IS-linked Philippine militant behind suicide attacks killed
MANILA, Philippines (AP) — Philippine troops have killed a “high-value” but little-known Filipino militant who acted as a key link of the Islamic State group to local jihadists and helped set up a series of deadly suicide attacks in the south that have alarmed the region, military officials said Saturday.
Talha Jumsah, who used the nom de guerre Abu Talha, was killed Friday morning in a clash with troops in the jungles off Patikul town in Sulu province, which has been rocked by three deadly suicide bombings this year, including the first suicide attack known to have been staged by a Filipino militant.
“One by one, we will hunt you down,” Maj. Gen. Corleto Vinluan Jr., the commander of military forces in Sulu, said in a warning to the militants. “I am reiterating my appeal to them to surrender and live a normal life instead of being hunted down as fleeing criminals.”
Jumsah’s body was found by troops Saturday nearly a kilometer (about half a mile) from where troops clashed with his group near the mountain village of Tanum in Patikul, provincial military spokesman Lt. Col. Gerald Monfort said.
U.S. and Australian anti-terrorism units have been helping monitor Jumsah, who had laid low but played a key role in plotting attacks, training militants and arranging the entry of Middle Eastern and Southeast Asian militants to the southern Philippines, military officials said.

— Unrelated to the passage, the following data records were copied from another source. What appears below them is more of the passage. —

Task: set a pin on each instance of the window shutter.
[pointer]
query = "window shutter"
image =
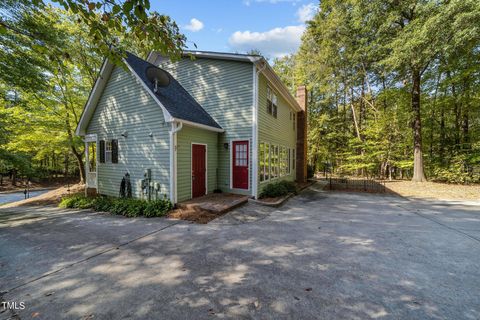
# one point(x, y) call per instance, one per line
point(102, 151)
point(114, 151)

Military units had specifically targeted Jumsah along with Abu Sayyaf commander Hajan Sawadjaan for their roles in recent and planned suicide attacks.

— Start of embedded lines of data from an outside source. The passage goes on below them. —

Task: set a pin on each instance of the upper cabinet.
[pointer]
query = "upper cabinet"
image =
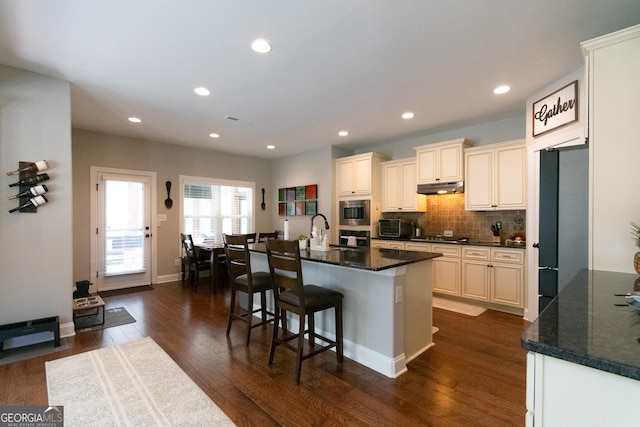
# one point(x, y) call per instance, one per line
point(441, 162)
point(358, 175)
point(399, 187)
point(495, 177)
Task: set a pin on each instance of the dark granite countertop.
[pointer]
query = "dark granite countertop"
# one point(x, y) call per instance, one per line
point(373, 259)
point(469, 243)
point(589, 325)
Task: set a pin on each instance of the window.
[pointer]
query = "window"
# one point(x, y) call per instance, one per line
point(212, 207)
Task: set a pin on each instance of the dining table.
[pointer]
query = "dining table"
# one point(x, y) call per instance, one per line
point(215, 250)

A member of the brutal Abu Sayyaf militant group in Sulu, Jumsah was one of a handful of Arabic speaking local militants who developed strong contacts with the Islamic State group, helping the Middle East-based militant network to establish a presence in the southern Philippines after major battle defeats in Syria and Iraq.

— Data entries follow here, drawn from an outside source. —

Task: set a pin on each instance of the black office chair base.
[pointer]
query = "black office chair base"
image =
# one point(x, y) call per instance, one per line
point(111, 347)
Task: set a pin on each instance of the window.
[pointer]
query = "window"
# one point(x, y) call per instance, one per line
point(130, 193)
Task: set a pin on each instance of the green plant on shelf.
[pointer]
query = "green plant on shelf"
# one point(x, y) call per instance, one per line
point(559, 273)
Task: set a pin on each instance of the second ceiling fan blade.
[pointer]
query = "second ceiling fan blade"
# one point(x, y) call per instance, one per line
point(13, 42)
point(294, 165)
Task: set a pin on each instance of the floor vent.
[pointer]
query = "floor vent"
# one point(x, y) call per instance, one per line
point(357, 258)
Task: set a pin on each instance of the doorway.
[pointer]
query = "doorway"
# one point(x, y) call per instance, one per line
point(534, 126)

Jumsah served as a bomb-making instructor and arranged the transfer of foreign funds and movement of foreign militants for the suicide attacks. He also acted as an Arabic translator for militant ceremonies joined in by foreign militants shortly before they set out to die in suicide bombings, a military combat officer told The Associated Press on condition of anonymity because of a lack of authority to speak publicly.
Jumsah and Sawadjaan, who remains at large, have been blamed for plotting the Jan. 27 suicide bombing by a suspected Indonesian militant couple at Our Lady of Mount Carmel Cathedral in Sulu’s main island of Jolo that killed 23 people, including the bombers, and wounded scores of other churchgoers and soldiers.
The Jolo cathedral attack renewed terrorism fears across the Philippines and Southeast Asia. President Rodrigo Duterte ordered troops to destroy the Abu Sayyaf following the bombing, leading to a renewed military offensive in the south.
In July, two suicide attackers separately detonated explosives on a military combat base in Indanan, killing the two militants. Authorities later confirmed through DNA tests of the remains of the attackers that at least one was a Filipino, the first known local militant to carry out a suicide attack.
A suspected Egyptian female militant perished in the third suicide attack in Sulu that she staged in September outside an army encampment in Sulu’s Indanan town. Regional military chief Lt. Gen. Cirilito Sobejana said then that the bomber failed to enter the encampment and the blast failed to cause injuries because alert troops took cover when she refused to back away.
Early this month, troops killed three militants in a gunbattle in Indanan town, including an Egyptian father and his son, who allegedly were on their way to carry out a suicide attack but opened fire on soldiers manning a checkpoint. Troops recovered two suicide vests rigged with metal pipe bombs from the two Egyptians and a Filipino militant who were traveling on motorcycles, Sobejana said.